Can Ignatieff Ever Be Prime Minister?
- First Posted: Nov 08 2010 17:12 PM
- Updated: about 1 hour ago
Of this country, that is.
Michael Ignatieff must be wondering what he has to do to make some friends around here. Despite visiting every hamlet from Bonavista to Vancouver Island this summer, a recent survey found that only 24 per cent of Canadians think he’d make a good prime minister, ranking him third behind Stephen Harper (43 per cent) and Jack Layton (33 per cent).
This isn’t necessarily a disaster for Iggy because Jean Chretien had similar numbers before he got elected, but as the Globe and Mail’s Brian Topp points out, Chretien had a solid decision-making record as a cabinet minister, was charismatic, and had an extremely unpopular opponent in Brian Mulroney. “In contrast, the only important decision Mr.
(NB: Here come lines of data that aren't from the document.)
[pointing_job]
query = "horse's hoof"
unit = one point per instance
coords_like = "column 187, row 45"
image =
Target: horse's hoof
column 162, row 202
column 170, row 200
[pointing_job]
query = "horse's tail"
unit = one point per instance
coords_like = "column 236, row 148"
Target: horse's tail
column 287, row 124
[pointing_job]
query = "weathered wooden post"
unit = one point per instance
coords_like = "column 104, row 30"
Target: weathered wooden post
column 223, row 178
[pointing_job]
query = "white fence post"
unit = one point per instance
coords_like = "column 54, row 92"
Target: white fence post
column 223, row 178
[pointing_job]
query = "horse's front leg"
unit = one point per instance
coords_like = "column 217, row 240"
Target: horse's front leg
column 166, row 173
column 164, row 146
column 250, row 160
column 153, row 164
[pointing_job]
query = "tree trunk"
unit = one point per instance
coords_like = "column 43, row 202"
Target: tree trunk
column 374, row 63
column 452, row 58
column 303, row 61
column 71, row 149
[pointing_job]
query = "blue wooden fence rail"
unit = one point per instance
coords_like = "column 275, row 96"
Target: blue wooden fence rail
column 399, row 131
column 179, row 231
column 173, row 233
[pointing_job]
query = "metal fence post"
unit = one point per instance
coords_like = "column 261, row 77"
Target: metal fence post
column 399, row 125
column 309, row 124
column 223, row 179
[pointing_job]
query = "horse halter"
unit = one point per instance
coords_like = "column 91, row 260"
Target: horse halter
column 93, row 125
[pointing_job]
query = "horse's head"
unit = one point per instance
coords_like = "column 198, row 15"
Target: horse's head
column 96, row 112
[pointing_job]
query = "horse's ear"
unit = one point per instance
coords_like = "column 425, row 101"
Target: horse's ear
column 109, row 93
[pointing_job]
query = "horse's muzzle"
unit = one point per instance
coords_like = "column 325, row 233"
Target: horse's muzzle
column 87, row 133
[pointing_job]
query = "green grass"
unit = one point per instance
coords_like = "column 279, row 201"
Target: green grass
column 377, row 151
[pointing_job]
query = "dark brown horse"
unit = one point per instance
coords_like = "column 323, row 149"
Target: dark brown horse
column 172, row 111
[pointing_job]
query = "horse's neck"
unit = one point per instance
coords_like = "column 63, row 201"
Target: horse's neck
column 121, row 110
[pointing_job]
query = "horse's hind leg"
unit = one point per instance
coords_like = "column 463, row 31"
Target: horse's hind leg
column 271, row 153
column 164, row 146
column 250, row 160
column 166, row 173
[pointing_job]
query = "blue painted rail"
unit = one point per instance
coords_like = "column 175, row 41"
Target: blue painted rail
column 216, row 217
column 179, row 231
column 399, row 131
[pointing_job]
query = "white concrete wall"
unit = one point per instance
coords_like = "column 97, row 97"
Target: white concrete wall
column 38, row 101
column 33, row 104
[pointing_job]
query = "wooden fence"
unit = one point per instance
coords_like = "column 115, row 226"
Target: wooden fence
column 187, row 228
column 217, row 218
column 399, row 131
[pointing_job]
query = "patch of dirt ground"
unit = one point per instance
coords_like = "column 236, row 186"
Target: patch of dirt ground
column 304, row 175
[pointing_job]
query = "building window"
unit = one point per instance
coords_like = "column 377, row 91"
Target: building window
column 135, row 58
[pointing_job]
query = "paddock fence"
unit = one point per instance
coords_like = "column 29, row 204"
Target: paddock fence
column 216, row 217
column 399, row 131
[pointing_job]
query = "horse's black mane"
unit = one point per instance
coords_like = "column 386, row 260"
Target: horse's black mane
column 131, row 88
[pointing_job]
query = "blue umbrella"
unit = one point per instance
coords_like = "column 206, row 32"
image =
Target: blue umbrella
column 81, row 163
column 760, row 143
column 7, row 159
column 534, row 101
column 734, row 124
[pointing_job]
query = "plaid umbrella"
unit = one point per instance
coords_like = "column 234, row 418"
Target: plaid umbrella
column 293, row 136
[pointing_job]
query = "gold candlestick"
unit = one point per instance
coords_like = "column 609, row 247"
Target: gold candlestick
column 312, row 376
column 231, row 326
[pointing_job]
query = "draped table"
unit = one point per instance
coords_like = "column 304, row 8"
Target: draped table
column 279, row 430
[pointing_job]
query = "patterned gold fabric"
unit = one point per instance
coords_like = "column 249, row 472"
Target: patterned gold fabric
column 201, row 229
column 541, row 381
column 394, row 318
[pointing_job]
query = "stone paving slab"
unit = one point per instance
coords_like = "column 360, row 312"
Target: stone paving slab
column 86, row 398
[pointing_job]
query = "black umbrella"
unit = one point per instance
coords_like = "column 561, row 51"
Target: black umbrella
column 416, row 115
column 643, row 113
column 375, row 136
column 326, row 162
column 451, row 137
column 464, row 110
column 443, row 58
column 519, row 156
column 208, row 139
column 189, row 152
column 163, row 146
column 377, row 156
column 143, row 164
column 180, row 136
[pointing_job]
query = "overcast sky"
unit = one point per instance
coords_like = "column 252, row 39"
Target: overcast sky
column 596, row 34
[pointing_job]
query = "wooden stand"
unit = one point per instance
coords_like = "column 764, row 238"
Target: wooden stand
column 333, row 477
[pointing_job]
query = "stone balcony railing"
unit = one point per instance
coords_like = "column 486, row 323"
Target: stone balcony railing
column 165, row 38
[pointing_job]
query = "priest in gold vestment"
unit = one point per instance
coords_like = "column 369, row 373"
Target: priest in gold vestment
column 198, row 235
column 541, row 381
Ignatieff has ever made in his life is his decision to keep Stephen Harper in office,” writes Topp. Zing!
Sun Media’s Monte Solberg offers this colourful assessment: the Liberals “have launched their own reverse tea party, though in this sad case it is more of a Chai Tea Party. In their Tea Party, the Liberals have carelessly dropped their own tea into the harbour. They have quite casually and accidentally torched their own house.” Er, move it along there, Monte. The point of his article seems to be that Ignatieff hasn’t produced any exciting ideas that could mobilize ordinary Canadians, as the Tea Party supposedly has in the U.S. Solberg also writes “I’m sorry to offer such a bleak analysis,” which is funny, because he’s an ex-Tory MP, and he isn’t sorry.
If there was one area where you’d think Ignatieff would excel, it’s foreign policy, observes the Ottawa Citizen. He’s an international human rights expert after all, and, “In case after case, this government has demonstrated a lack of commitment to human rights,” writes the Citizen, citing Ottawa's failure to abide by treaties on climate change and child soldiers, and obfuscation over the treatment of Afghan detainees. But instead of coming up with his own foreign policy, Ignatieff has "chosen to step into the fuzzy shadow left by Jean Chretien … by suggesting everything was wonderful until the Conservatives took office.”